Noëlie Lacour

Personal information
- Full name: Noëlie Annette Suzanne Lacour
- Nationality: Gabonese
- Born: 1 December 2006 (age 19) Bergerac, Dordogne, France

Sport
- Country: Gabon
- Sport: Swimming

= Noëlie Lacour =

Gabonese swimmer

Noëlie Annette Suzanne Lacour (born 1 December 2006) is a Gabonese swimmer, specializing in the women's 50m freestyle. She carried the Gabonese flag at the opening ceremony of the 2024 Summer Olympics in Paris. She holds the national record in the event.

== Biography ==
Noélie Annette Lacour was born in France in the commune of Bergerac in Dordogne to a French father and Gabonese mother. Her mother is Gabonese and her father French. Passionate about sports, she enjoys triathlon, horse riding and basketball but is a professional swimmer. She lives in France with her parents.

== Sports career ==

=== 2024 African Swimming Championships ===
Although born and raised in France, Lacour made her swimming debut for Gabon at the Pan African Games held in March 2024 in Accra, Ghana, thanks to a special invitation from the Gabonese Swimming Federation. She participated in the 50-meter freestyle and finished in 6th place with a time of 28.08 seconds. In May 2024, during her participation in the 2024 African Swimming Championships held in Luanda, Angola, she finished sixteenth twice in the 50m freestyle and 50m butterfly.

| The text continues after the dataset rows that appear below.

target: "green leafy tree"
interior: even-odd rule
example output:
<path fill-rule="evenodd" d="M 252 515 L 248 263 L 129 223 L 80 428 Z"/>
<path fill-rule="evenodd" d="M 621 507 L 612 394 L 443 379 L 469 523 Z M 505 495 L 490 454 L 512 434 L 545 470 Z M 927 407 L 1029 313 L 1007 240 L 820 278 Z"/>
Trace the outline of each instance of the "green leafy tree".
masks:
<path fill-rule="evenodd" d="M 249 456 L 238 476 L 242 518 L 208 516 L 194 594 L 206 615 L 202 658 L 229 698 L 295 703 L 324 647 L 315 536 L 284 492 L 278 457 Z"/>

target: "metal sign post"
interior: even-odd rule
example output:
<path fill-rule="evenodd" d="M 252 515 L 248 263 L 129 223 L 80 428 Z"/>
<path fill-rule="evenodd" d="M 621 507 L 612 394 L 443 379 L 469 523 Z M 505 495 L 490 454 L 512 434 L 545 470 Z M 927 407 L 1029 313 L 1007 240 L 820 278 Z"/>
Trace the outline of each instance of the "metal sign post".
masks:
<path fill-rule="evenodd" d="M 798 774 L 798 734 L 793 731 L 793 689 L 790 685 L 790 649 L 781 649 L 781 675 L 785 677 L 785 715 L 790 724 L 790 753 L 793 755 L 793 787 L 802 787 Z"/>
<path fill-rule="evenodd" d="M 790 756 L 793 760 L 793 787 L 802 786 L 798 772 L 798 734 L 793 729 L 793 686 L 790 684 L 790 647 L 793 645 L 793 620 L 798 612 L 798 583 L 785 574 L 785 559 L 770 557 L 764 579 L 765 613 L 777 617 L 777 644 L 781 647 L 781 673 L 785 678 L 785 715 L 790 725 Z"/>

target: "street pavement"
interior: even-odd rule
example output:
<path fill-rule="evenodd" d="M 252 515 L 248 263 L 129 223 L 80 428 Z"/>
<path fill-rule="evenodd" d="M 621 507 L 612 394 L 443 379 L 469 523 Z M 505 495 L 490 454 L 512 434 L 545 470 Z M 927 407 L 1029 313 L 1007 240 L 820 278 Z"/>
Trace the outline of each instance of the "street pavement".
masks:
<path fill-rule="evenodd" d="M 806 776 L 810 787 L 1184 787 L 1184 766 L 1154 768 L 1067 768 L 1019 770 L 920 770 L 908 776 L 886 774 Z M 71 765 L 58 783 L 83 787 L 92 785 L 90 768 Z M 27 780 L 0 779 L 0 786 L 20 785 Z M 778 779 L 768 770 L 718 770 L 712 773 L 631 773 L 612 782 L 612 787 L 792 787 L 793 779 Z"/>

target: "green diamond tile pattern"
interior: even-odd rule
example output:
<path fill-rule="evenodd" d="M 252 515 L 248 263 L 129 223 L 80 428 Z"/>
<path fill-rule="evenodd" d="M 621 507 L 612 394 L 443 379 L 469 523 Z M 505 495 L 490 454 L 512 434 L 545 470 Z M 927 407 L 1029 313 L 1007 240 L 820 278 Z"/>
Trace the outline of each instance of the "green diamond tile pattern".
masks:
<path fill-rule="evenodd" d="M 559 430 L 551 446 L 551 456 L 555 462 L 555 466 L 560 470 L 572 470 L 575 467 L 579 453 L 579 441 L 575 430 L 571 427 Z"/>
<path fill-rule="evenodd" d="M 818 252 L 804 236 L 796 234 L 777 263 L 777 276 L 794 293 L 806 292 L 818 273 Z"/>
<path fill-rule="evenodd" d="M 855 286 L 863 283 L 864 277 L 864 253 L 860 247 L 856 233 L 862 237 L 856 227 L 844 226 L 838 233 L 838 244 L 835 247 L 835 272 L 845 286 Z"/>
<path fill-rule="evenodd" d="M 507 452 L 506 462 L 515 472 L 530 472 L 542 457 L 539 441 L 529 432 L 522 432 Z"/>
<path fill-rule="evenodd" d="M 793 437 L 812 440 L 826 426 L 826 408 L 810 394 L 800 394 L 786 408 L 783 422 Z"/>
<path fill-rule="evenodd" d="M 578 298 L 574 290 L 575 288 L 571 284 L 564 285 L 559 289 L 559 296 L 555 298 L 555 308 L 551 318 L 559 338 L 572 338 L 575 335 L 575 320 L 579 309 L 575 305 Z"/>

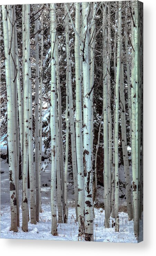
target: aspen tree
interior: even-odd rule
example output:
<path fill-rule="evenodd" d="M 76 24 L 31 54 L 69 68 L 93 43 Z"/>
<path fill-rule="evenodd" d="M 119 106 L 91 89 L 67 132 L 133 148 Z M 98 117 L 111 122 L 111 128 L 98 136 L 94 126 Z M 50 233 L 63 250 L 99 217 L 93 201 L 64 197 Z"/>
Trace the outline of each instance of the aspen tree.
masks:
<path fill-rule="evenodd" d="M 19 118 L 19 140 L 20 141 L 20 151 L 21 156 L 22 155 L 21 147 L 22 144 L 22 96 L 21 92 L 21 84 L 20 77 L 20 67 L 19 62 L 19 58 L 18 57 L 18 45 L 17 43 L 17 31 L 16 28 L 16 19 L 15 12 L 15 8 L 13 8 L 13 37 L 14 44 L 14 63 L 16 65 L 16 74 L 17 75 L 16 82 L 17 84 L 17 94 L 18 96 L 18 116 Z"/>
<path fill-rule="evenodd" d="M 98 133 L 98 142 L 97 143 L 97 145 L 96 146 L 96 152 L 95 153 L 95 192 L 93 194 L 95 194 L 95 197 L 93 197 L 93 200 L 95 202 L 95 203 L 96 204 L 97 201 L 97 153 L 98 152 L 98 150 L 99 149 L 99 143 L 100 142 L 100 133 L 101 132 L 101 127 L 102 123 L 102 120 L 103 119 L 103 110 L 102 112 L 102 114 L 101 116 L 101 121 L 100 121 L 100 125 L 99 126 L 99 132 Z"/>
<path fill-rule="evenodd" d="M 139 95 L 140 87 L 139 47 L 140 43 L 140 4 L 133 1 L 131 4 L 133 20 L 131 22 L 131 43 L 133 47 L 131 54 L 131 150 L 132 165 L 132 191 L 134 204 L 134 231 L 138 239 L 139 235 L 140 151 Z"/>
<path fill-rule="evenodd" d="M 56 47 L 56 79 L 57 85 L 57 94 L 58 101 L 58 127 L 59 129 L 59 147 L 60 150 L 60 170 L 61 172 L 62 200 L 63 216 L 65 215 L 65 171 L 64 164 L 64 153 L 63 146 L 62 129 L 62 104 L 61 102 L 61 87 L 60 86 L 60 74 L 59 68 L 59 55 L 58 51 L 58 38 L 57 37 Z"/>
<path fill-rule="evenodd" d="M 26 45 L 26 5 L 23 5 L 22 6 L 22 99 L 23 101 L 23 104 L 22 105 L 22 119 L 23 120 L 24 118 L 24 104 L 23 103 L 23 93 L 24 93 L 24 83 L 25 80 L 25 48 Z M 23 143 L 24 139 L 23 139 L 23 136 L 24 136 L 24 123 L 22 122 L 22 134 L 21 138 L 22 139 L 22 142 L 21 143 L 21 152 L 22 152 L 22 163 L 23 162 Z M 23 175 L 23 166 L 22 165 L 22 175 Z"/>
<path fill-rule="evenodd" d="M 43 5 L 42 5 L 42 7 L 43 7 Z M 43 17 L 41 17 L 41 69 L 40 81 L 40 147 L 39 152 L 39 173 L 40 177 L 41 176 L 41 167 L 42 166 L 42 86 L 43 83 Z M 41 200 L 41 181 L 40 182 L 40 212 L 42 212 L 42 202 Z"/>
<path fill-rule="evenodd" d="M 115 14 L 115 20 L 116 20 L 117 15 Z M 114 81 L 116 80 L 116 31 L 114 34 L 114 45 L 113 47 L 114 52 Z M 111 183 L 111 216 L 113 218 L 115 217 L 115 85 L 114 86 L 114 129 L 113 129 L 113 164 L 112 164 L 112 178 Z"/>
<path fill-rule="evenodd" d="M 67 69 L 68 69 L 68 67 Z M 67 71 L 68 69 L 67 69 Z M 68 83 L 69 72 L 66 72 L 66 155 L 65 171 L 65 194 L 64 198 L 65 203 L 65 213 L 64 216 L 64 220 L 65 223 L 67 223 L 68 208 L 68 150 L 69 150 L 69 119 L 68 117 Z"/>
<path fill-rule="evenodd" d="M 90 3 L 90 7 L 92 6 L 92 11 L 91 12 L 91 17 L 94 15 L 94 6 L 95 5 L 95 2 Z M 91 8 L 91 7 L 90 7 Z M 89 17 L 88 17 L 89 18 Z M 89 33 L 90 38 L 89 39 L 89 49 L 90 49 L 90 58 L 89 57 L 90 60 L 89 62 L 90 63 L 90 88 L 92 90 L 90 94 L 90 97 L 91 98 L 91 154 L 92 157 L 91 157 L 91 166 L 92 169 L 92 160 L 93 155 L 93 140 L 94 140 L 94 117 L 93 117 L 93 94 L 94 94 L 94 58 L 95 58 L 95 19 L 94 19 L 92 23 L 91 29 L 90 34 Z M 94 201 L 94 198 L 95 197 L 95 171 L 93 174 L 93 202 Z M 94 217 L 95 217 L 94 212 Z"/>
<path fill-rule="evenodd" d="M 126 29 L 125 34 L 125 45 L 126 48 L 126 63 L 127 70 L 127 88 L 128 88 L 128 114 L 129 120 L 129 130 L 130 134 L 130 139 L 131 144 L 131 98 L 130 92 L 130 74 L 129 70 L 129 60 L 128 53 L 128 40 L 127 33 L 128 29 L 128 24 L 126 25 L 126 23 L 127 22 L 127 18 L 126 12 L 127 9 L 125 10 L 125 24 Z"/>
<path fill-rule="evenodd" d="M 55 47 L 56 39 L 56 24 L 55 4 L 50 4 L 51 17 L 51 83 L 50 110 L 50 133 L 51 136 L 51 231 L 53 236 L 57 236 L 57 216 L 56 200 L 56 145 L 55 125 L 55 94 L 56 93 Z"/>
<path fill-rule="evenodd" d="M 83 43 L 82 65 L 84 96 L 83 161 L 85 179 L 85 232 L 86 240 L 91 241 L 94 240 L 94 217 L 92 172 L 91 169 L 91 149 L 90 143 L 91 101 L 88 95 L 90 91 L 88 33 L 90 23 L 90 26 L 88 26 L 87 17 L 89 11 L 88 3 L 82 3 L 82 5 Z M 94 14 L 95 13 L 96 9 L 96 4 L 95 4 L 94 5 Z"/>
<path fill-rule="evenodd" d="M 38 5 L 35 5 L 35 11 L 37 13 L 38 11 Z M 36 221 L 39 222 L 39 212 L 40 210 L 40 173 L 39 172 L 39 57 L 38 38 L 38 13 L 35 16 L 35 40 L 36 59 L 36 80 L 35 80 L 35 168 L 36 182 Z"/>
<path fill-rule="evenodd" d="M 120 69 L 120 45 L 122 41 L 121 35 L 121 1 L 119 1 L 118 18 L 117 48 L 117 67 L 115 87 L 115 230 L 119 231 L 119 174 L 118 174 L 118 130 L 119 130 L 119 88 Z"/>
<path fill-rule="evenodd" d="M 131 184 L 127 152 L 127 144 L 126 108 L 124 85 L 124 60 L 123 59 L 122 44 L 121 44 L 120 59 L 120 88 L 119 91 L 121 103 L 120 115 L 121 127 L 122 147 L 126 181 L 126 196 L 127 213 L 128 215 L 128 220 L 130 221 L 133 219 L 133 211 L 131 200 Z"/>
<path fill-rule="evenodd" d="M 23 88 L 23 104 L 24 111 L 24 130 L 23 139 L 24 140 L 23 164 L 23 196 L 22 205 L 22 225 L 23 231 L 28 231 L 28 166 L 29 145 L 29 58 L 30 43 L 30 5 L 26 6 L 26 44 L 25 57 L 25 77 Z"/>
<path fill-rule="evenodd" d="M 110 214 L 111 198 L 111 169 L 112 165 L 112 128 L 111 116 L 111 97 L 110 81 L 110 61 L 111 55 L 111 26 L 110 17 L 110 2 L 108 2 L 107 7 L 107 96 L 108 96 L 108 200 L 109 210 Z"/>
<path fill-rule="evenodd" d="M 109 204 L 108 149 L 108 89 L 107 54 L 107 3 L 103 7 L 103 108 L 104 111 L 104 203 L 105 228 L 109 228 L 110 211 Z"/>
<path fill-rule="evenodd" d="M 30 51 L 29 50 L 29 171 L 30 181 L 30 223 L 36 224 L 36 208 L 35 173 L 33 161 L 33 137 L 32 132 L 32 102 L 31 70 L 31 67 Z"/>
<path fill-rule="evenodd" d="M 57 44 L 56 44 L 56 47 Z M 57 109 L 57 96 L 55 94 L 55 127 L 56 137 L 56 178 L 57 181 L 57 204 L 58 210 L 58 223 L 62 223 L 62 211 L 61 204 L 62 191 L 61 189 L 61 173 L 60 171 L 60 148 L 59 132 L 58 124 L 58 114 Z"/>
<path fill-rule="evenodd" d="M 12 130 L 12 102 L 11 86 L 10 48 L 7 6 L 2 5 L 3 27 L 4 46 L 7 108 L 7 140 L 9 151 L 9 168 L 11 207 L 10 230 L 17 232 L 17 218 L 14 145 Z"/>
<path fill-rule="evenodd" d="M 71 68 L 70 49 L 69 49 L 69 17 L 66 15 L 66 11 L 65 6 L 65 29 L 66 34 L 66 43 L 67 54 L 67 66 L 68 66 L 68 99 L 69 108 L 70 126 L 71 147 L 71 157 L 72 168 L 74 187 L 74 196 L 75 198 L 75 208 L 76 220 L 78 221 L 77 204 L 78 202 L 78 190 L 77 187 L 77 170 L 76 162 L 76 145 L 75 142 L 75 131 L 74 125 L 74 112 L 73 101 L 72 98 L 72 90 L 71 81 Z"/>
<path fill-rule="evenodd" d="M 80 3 L 76 3 L 75 29 L 80 34 Z M 75 37 L 75 81 L 76 84 L 76 156 L 77 166 L 78 188 L 78 215 L 79 222 L 79 236 L 85 233 L 85 190 L 84 176 L 82 170 L 83 163 L 83 137 L 82 133 L 82 112 L 81 84 L 80 74 L 80 42 L 76 35 Z"/>
<path fill-rule="evenodd" d="M 10 65 L 11 82 L 11 86 L 12 107 L 12 127 L 13 143 L 14 144 L 14 158 L 15 169 L 16 170 L 16 201 L 17 206 L 17 225 L 19 226 L 19 209 L 18 188 L 19 161 L 18 159 L 19 156 L 19 140 L 16 142 L 16 139 L 19 137 L 19 130 L 18 121 L 17 105 L 17 91 L 16 76 L 16 65 L 14 62 L 14 42 L 13 36 L 13 6 L 8 6 L 8 19 L 7 19 L 8 28 L 9 39 L 9 41 L 10 52 L 11 58 L 10 59 Z M 18 123 L 17 123 L 17 121 Z M 18 135 L 17 135 L 18 134 Z"/>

=== 2024 Summer Olympics ===
She was the female flag bearer for Gabon at the Parade of Nations at the 2024 Summer Olympics during the opening ceremony alongside athlete Wissy Frank Hoye Yenda Moukoula. She swam in the 50-meter freestyle qualifying round. She competed in the fourth qualifying group, swimming in lane 4, and with a time of 27.68 seconds, she took first place in her qualifying group, but this time was insufficient to qualify her for the semifinals. To do so, she would have needed to be among the top sixteen overall.

=== 2024 African Nations Junior and Senior Zone 2 Championship ===
At the Zone 2 African Junior and Senior Swimming Championships in Accra, Ghana, in 2024, she became African vice-champion, winning a silver medal in the 100-meter freestyle. This was reported as a source of national pride for Gabon. At this championship, she won a total of five medals, including three bronze and two silver medals.

=== National meeting X’Eau Grand-Cognac ===
At the 6th edition at the X'Eau Grand-Cognac in the Charente department, she won her first gold medal in the final of the 50 meters freestyle.